Note
This is a community plugin, an external project maintained by its respective author. Community plugins are not part of FiftyOne core and may change independently. Please review each plugin’s documentation and license before use.
Qwen3-VL-Embedding for FiftyOne#

A FiftyOne zoo model integration for Qwen3-VL-Embedding, enabling state-of-the-art multimodal embeddings for video and image datasets.
Qwen3-VL-Embedding maps text, images, and video into a unified representation space, enabling powerful cross-modal retrieval and understanding.
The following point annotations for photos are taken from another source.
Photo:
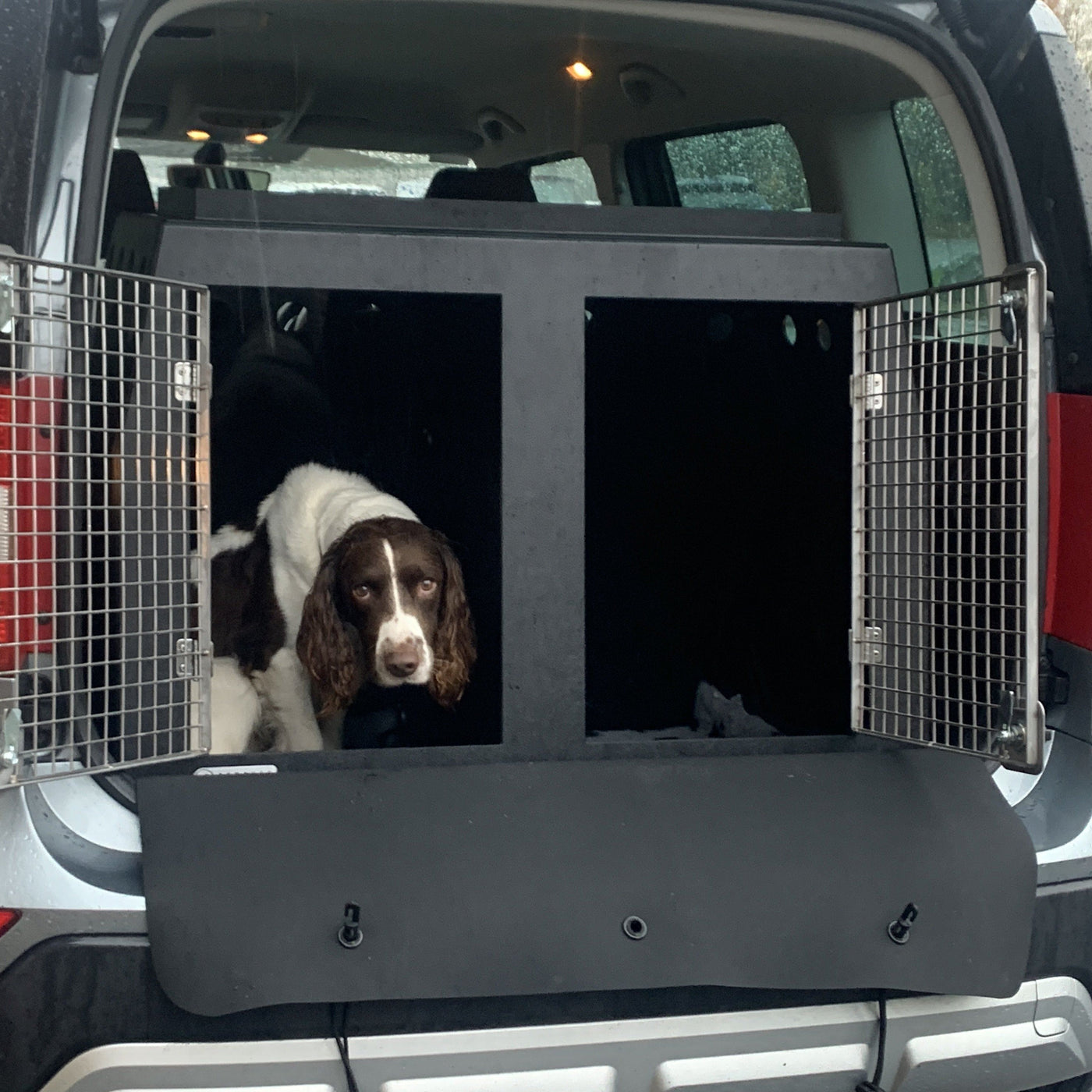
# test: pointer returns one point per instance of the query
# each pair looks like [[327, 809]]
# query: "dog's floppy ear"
[[325, 646], [455, 650]]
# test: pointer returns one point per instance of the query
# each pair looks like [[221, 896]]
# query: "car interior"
[[717, 431]]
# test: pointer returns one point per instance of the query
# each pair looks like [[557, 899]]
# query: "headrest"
[[485, 183], [128, 190]]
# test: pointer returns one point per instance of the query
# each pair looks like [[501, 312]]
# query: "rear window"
[[753, 167], [944, 209]]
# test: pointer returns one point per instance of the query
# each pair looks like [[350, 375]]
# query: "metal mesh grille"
[[946, 512], [104, 520]]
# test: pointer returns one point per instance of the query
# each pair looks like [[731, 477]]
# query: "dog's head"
[[388, 608]]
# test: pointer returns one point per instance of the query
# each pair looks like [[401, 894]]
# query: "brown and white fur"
[[338, 587]]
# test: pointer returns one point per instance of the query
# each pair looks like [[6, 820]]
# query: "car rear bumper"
[[1041, 1035]]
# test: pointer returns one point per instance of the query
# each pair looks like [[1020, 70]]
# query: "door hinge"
[[867, 649], [1053, 684], [85, 40], [868, 388], [186, 658], [1010, 303], [187, 380]]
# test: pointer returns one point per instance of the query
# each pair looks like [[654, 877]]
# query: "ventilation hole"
[[720, 327]]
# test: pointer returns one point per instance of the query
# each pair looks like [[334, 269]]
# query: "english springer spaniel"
[[339, 587]]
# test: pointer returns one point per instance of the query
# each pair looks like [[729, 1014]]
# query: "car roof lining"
[[822, 68]]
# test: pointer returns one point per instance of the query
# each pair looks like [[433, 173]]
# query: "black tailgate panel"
[[775, 871]]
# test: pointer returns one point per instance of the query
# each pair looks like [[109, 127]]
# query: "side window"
[[757, 167], [944, 210], [565, 182]]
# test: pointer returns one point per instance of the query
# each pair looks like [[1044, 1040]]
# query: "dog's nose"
[[403, 661]]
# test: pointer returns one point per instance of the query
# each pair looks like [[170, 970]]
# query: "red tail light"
[[8, 919], [29, 413]]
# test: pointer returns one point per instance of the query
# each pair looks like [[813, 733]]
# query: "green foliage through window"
[[757, 167], [952, 243]]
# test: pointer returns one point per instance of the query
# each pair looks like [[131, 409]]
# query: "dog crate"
[[655, 324], [677, 403], [945, 644], [104, 520]]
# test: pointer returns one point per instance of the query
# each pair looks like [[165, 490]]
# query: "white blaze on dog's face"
[[402, 652], [388, 608]]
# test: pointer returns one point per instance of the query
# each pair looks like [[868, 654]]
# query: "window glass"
[[565, 182], [314, 171], [757, 167], [944, 210]]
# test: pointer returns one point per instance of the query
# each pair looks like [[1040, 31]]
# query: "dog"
[[340, 587]]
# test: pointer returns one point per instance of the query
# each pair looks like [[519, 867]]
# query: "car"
[[742, 352]]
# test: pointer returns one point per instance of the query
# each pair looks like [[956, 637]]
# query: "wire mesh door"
[[946, 462], [104, 520]]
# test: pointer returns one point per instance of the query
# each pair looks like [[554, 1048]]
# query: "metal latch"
[[870, 388], [1010, 732], [7, 298], [187, 379], [11, 744], [867, 649], [186, 655]]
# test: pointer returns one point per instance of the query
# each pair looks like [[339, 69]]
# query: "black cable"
[[1070, 735], [342, 1042], [874, 1084]]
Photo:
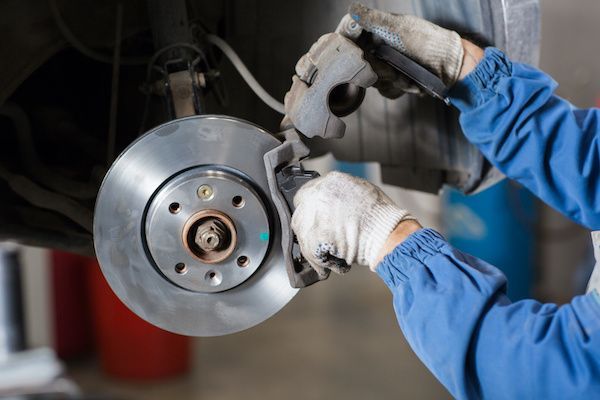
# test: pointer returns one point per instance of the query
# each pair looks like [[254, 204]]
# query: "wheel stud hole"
[[174, 208], [238, 201], [243, 261], [180, 268]]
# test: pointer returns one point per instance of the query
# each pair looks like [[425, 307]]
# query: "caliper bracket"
[[286, 176]]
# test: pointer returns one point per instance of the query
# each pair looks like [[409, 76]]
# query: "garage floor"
[[338, 339]]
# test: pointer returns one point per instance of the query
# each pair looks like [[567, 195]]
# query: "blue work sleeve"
[[509, 110], [454, 312]]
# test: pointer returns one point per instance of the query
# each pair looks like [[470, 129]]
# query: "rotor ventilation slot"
[[238, 201], [243, 261], [180, 268], [174, 208]]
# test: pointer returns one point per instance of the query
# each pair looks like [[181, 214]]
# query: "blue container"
[[498, 226]]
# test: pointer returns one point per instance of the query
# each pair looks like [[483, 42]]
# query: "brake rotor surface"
[[185, 232]]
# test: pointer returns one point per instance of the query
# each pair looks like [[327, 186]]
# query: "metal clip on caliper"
[[333, 86]]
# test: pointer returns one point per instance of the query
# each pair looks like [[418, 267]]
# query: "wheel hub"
[[185, 231]]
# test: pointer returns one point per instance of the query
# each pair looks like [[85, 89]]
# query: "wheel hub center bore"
[[207, 230], [210, 235]]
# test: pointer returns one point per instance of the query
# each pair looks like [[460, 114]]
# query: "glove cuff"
[[378, 225]]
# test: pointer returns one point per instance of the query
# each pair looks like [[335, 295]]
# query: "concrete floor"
[[338, 339]]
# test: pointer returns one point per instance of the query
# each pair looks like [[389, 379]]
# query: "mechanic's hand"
[[437, 49], [341, 220]]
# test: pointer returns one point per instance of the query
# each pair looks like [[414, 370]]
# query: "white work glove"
[[437, 49], [341, 220]]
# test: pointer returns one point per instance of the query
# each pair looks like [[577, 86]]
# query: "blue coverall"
[[452, 307]]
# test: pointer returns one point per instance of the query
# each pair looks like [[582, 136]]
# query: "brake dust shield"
[[185, 231]]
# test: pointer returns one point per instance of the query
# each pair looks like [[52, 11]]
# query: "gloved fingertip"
[[358, 12]]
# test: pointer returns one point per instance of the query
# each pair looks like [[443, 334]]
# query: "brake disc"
[[185, 230]]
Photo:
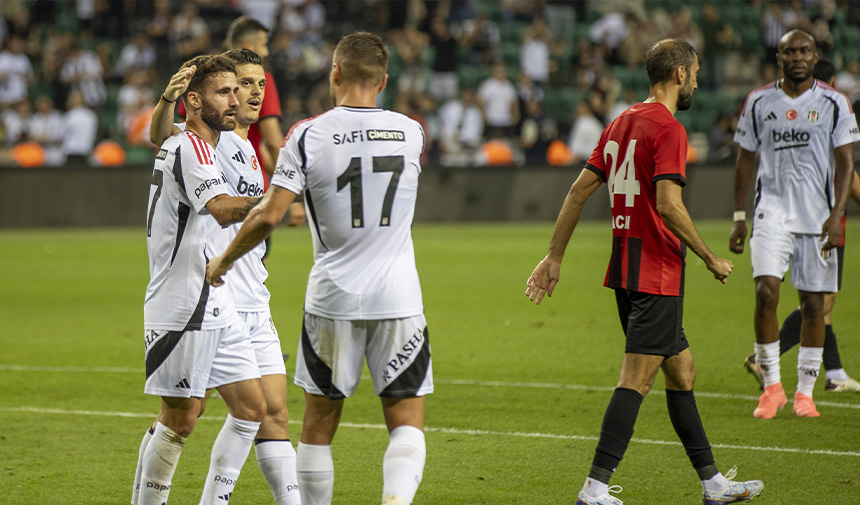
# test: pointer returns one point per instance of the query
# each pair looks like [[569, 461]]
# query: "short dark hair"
[[824, 71], [362, 56], [243, 57], [665, 56], [208, 65], [241, 29]]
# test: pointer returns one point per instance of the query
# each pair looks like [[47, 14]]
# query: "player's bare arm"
[[831, 231], [258, 225], [231, 209], [671, 208], [545, 276], [744, 168], [162, 126]]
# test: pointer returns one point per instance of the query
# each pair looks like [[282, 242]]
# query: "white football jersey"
[[359, 169], [795, 138], [246, 280], [180, 236]]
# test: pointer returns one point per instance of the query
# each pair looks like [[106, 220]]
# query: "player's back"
[[359, 168]]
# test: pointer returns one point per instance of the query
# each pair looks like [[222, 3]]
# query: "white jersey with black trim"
[[359, 169], [246, 280], [181, 237], [795, 138]]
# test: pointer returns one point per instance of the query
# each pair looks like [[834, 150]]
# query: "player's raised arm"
[[545, 276], [162, 126]]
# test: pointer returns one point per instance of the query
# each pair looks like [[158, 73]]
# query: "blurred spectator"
[[534, 53], [410, 46], [443, 80], [46, 128], [461, 123], [584, 134], [15, 72], [14, 120], [499, 101], [189, 33], [483, 40], [135, 94], [848, 81], [719, 39], [139, 54], [83, 71], [80, 129]]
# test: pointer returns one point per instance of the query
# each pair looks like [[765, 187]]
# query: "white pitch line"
[[458, 431], [452, 382]]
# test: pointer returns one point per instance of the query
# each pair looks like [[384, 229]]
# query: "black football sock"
[[615, 433]]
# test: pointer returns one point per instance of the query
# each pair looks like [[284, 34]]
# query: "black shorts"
[[653, 324]]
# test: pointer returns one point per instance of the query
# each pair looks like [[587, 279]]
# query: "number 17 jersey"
[[645, 144], [359, 169]]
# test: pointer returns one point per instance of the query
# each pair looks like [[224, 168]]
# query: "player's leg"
[[275, 454], [398, 357], [314, 463], [235, 375], [679, 374]]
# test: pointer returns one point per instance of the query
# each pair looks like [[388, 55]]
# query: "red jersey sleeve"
[[670, 153]]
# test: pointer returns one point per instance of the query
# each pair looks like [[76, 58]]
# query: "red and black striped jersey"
[[643, 145]]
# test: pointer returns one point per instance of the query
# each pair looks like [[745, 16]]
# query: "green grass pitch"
[[520, 390]]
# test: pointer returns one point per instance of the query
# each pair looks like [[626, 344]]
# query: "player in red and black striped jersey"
[[642, 157]]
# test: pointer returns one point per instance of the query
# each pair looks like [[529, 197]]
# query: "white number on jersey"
[[352, 177], [621, 178]]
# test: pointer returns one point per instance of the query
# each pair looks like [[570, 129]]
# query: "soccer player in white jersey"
[[359, 166], [194, 338], [804, 130], [275, 454]]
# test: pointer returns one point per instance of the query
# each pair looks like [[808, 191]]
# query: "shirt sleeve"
[[670, 153], [202, 180], [289, 173], [745, 134]]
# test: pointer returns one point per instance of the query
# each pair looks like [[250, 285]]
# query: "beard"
[[217, 120], [685, 96]]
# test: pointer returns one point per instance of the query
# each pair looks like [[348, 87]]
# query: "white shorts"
[[185, 364], [264, 340], [332, 352], [771, 252]]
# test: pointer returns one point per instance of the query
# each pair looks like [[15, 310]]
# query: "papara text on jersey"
[[208, 184]]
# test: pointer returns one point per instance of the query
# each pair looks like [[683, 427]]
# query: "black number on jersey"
[[157, 181], [352, 177]]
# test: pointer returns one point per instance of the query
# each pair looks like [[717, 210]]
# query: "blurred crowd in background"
[[491, 81]]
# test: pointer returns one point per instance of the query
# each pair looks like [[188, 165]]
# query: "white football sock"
[[594, 487], [767, 356], [229, 453], [715, 484], [159, 462], [277, 461], [808, 363], [315, 471], [403, 463], [135, 488], [837, 374]]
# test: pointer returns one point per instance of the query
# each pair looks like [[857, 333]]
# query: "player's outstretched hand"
[[179, 83], [721, 268], [831, 232], [215, 270], [738, 237], [297, 214], [543, 280]]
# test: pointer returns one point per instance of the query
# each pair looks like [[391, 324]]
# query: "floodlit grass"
[[520, 390]]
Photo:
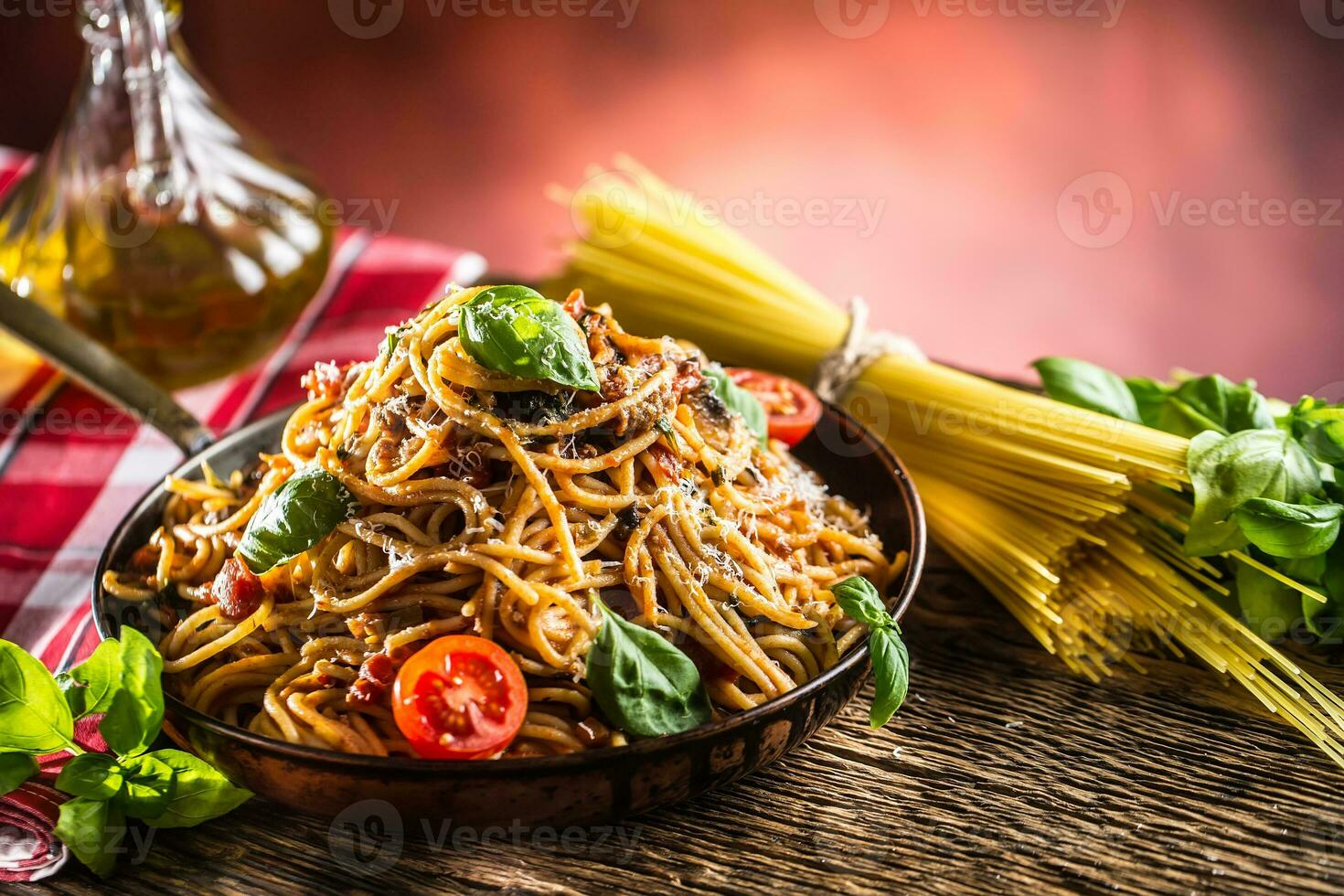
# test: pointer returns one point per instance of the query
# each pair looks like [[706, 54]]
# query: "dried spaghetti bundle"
[[1070, 517]]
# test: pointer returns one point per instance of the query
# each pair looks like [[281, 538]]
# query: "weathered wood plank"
[[1003, 773]]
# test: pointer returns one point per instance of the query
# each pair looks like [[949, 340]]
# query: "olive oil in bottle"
[[156, 223]]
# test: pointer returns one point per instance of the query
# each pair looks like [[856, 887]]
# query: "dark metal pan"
[[581, 789]]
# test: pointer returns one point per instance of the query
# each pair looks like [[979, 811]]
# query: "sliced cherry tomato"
[[792, 407], [460, 698]]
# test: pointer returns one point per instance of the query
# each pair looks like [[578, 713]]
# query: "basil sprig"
[[890, 660], [644, 686], [517, 331], [294, 517], [1083, 384], [738, 400], [1229, 470], [1293, 531], [1265, 484], [165, 787]]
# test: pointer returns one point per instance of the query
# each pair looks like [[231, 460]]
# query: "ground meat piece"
[[235, 590], [375, 676]]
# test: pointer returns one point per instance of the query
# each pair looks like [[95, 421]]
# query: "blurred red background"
[[958, 126]]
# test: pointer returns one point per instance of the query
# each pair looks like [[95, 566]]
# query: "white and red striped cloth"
[[70, 466]]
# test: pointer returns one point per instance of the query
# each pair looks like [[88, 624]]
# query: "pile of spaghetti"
[[1072, 518], [511, 509]]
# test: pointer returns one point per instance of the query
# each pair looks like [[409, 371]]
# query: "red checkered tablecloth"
[[70, 466]]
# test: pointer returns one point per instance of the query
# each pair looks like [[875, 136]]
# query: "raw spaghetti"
[[1069, 517], [502, 507]]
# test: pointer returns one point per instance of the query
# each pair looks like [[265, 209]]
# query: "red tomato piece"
[[235, 590], [792, 407], [460, 698]]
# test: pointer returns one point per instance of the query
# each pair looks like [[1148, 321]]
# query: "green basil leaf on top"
[[517, 331], [91, 829], [1087, 386], [740, 400], [94, 775], [1151, 400], [1215, 403], [136, 713], [294, 517], [15, 769], [1227, 470], [1293, 531], [199, 792], [862, 602], [91, 687], [146, 787], [643, 684], [34, 715]]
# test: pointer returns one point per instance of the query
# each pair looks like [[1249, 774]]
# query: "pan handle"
[[101, 371]]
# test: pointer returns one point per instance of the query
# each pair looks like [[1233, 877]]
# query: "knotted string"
[[859, 351]]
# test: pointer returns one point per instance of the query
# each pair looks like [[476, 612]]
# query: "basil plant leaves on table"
[[1267, 480], [160, 787]]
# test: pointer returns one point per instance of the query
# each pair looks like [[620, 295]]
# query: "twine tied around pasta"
[[859, 349]]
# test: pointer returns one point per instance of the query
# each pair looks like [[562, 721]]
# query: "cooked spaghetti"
[[1064, 515], [506, 508]]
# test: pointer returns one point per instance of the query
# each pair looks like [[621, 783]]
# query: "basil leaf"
[[1293, 531], [91, 687], [1269, 606], [1151, 400], [862, 602], [890, 672], [91, 829], [517, 331], [199, 792], [1326, 441], [1087, 386], [1227, 470], [1215, 402], [137, 709], [644, 686], [34, 715], [1200, 403], [740, 400], [15, 769], [664, 426], [148, 786], [94, 775], [294, 517]]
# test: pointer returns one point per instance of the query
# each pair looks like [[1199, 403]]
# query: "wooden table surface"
[[1003, 773]]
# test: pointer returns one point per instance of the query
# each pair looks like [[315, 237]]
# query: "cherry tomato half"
[[792, 407], [460, 698]]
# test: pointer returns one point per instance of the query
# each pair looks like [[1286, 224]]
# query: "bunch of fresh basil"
[[165, 789], [1266, 478]]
Built on the Qwen3-VL foundation model, it achieves state-of-the-art results on multimodal embedding benchmarks including MMEB-V2.
Features#
Multimodal Embeddings: Generate embeddings for videos, images, and text in a shared vector space
Text-to-Video/Image Search: Find media similar to natural language queries
Zero-Shot Classification: Classify media using text prompts without training
Batched Inference: Efficient processing with configurable batch sizes
Flexible Video Sampling: Configurable FPS and frame limits for different video lengths
Installation#
pip install fiftyone decord qwen-vl-utils transformers torch torchvision
Quick Start#
Register the Model Source#
import fiftyone.zoo as foz
foz.register_zoo_model_source(
"https://github.com/harpreetsahota204/qwen3vl_embeddings",
overwrite=True
)
Load a Model#
# Load the 2B model (faster, less memory)
model = foz.load_zoo_model("Qwen/Qwen3-VL-Embedding-2B")
# Or load the 8B model (higher quality embeddings)
model = foz.load_zoo_model("Qwen/Qwen3-VL-Embedding-8B")
Usage#
Compute Embeddings#
Generate embeddings for your video or image dataset:
import fiftyone as fo
from fiftyone.utils.huggingface import load_from_hub
# Load a video dataset
dataset = load_from_hub(
"harpreetsahota/random_short_videos",
name="random_short_videos",
max_samples=20,
)
# Load model and compute embeddings
model = foz.load_zoo_model("Qwen/Qwen3-VL-Embedding-2B")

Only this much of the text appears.